You can also modify an outgoing HTTP request, such as modifying messages:

js
// makes you more happy :)
shelter.http.intercept("POST", /\/channels\/\d+\/messages/, async (req, send) => {
  req.body.content = req.body.content.replaceAll(":(", ":)");
  const response = await send(req);
  return response;
});

Or even just block requests entirely:

js
shelter.http.intercept("POST", "/science", () => {});

Some plugins with this pattern:

Long Lived Observers

The DOM Observer is intended to be used momentarily to listen for an anticipated change to the page. Some plugins skip the step of waiting for reason to believe a change will happen, and just add a listener at plugin load that lives until unload.

Basically, its the same as sub-observe, but without the flux part:

js
function handleElement(e) {
  e.dataset.myPluginName = 1;

  const fiber = shelter.util.getFiber(e);
  // do whatever you want with the element here n stuff.
}

shelter.plugin.scoped.observeDom("whatever:not([data-my-plugin-name])", handleElement);

WARNING

This pattern simplifies the development process and increases reliability, however it means shelter has to watch the page constantly for as long as your plugin is running, which could in theory decrease performance.
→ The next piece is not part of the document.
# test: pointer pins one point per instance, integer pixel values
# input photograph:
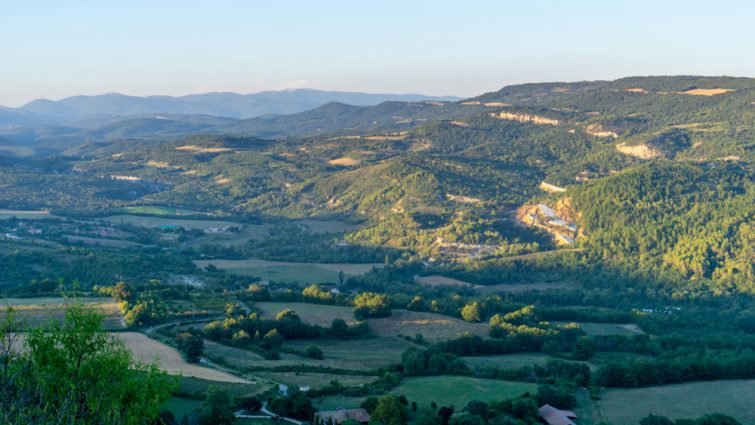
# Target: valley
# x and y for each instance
(584, 245)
In my testing (on a reasonably modern system, in Firefox) it has an impact too small to measure in practice.

Some plugins with this pattern:

Cleanup Reinsertion

To have your component persist throughout rerenders of it's parent element you can reinsert your component when solid's onCleanup gets called.

To make onCleanup function properly, you'll need to wrap your component in shelter's ReactiveRoot block.

The pattern can look like this:

js

function MyComponent() {
  // queueMicrotask to give React enough time to finish the rerender
  shelter.solid.onCleanup(() => queueMicrotask(insertComponent))
  return (
    <ReactiveRoot>
      <h1>My Header</h1>
    </ReactiveRoot>
  )
}

function insertComponent() {
  // see warning below
  if (!isPluginEnabled) return;

  const parent = document.querySelector(`[class*="whatever"]`)
  if (parent) {
    parent.append(<MyComponent />)
  } else {
    // long lived observer here just in case
  }
}

WARNING

When using recursive methods in your plugins, make sure to check whether your instance of the plugin is still enabled otherwise it will continue to run after disabling the plugin.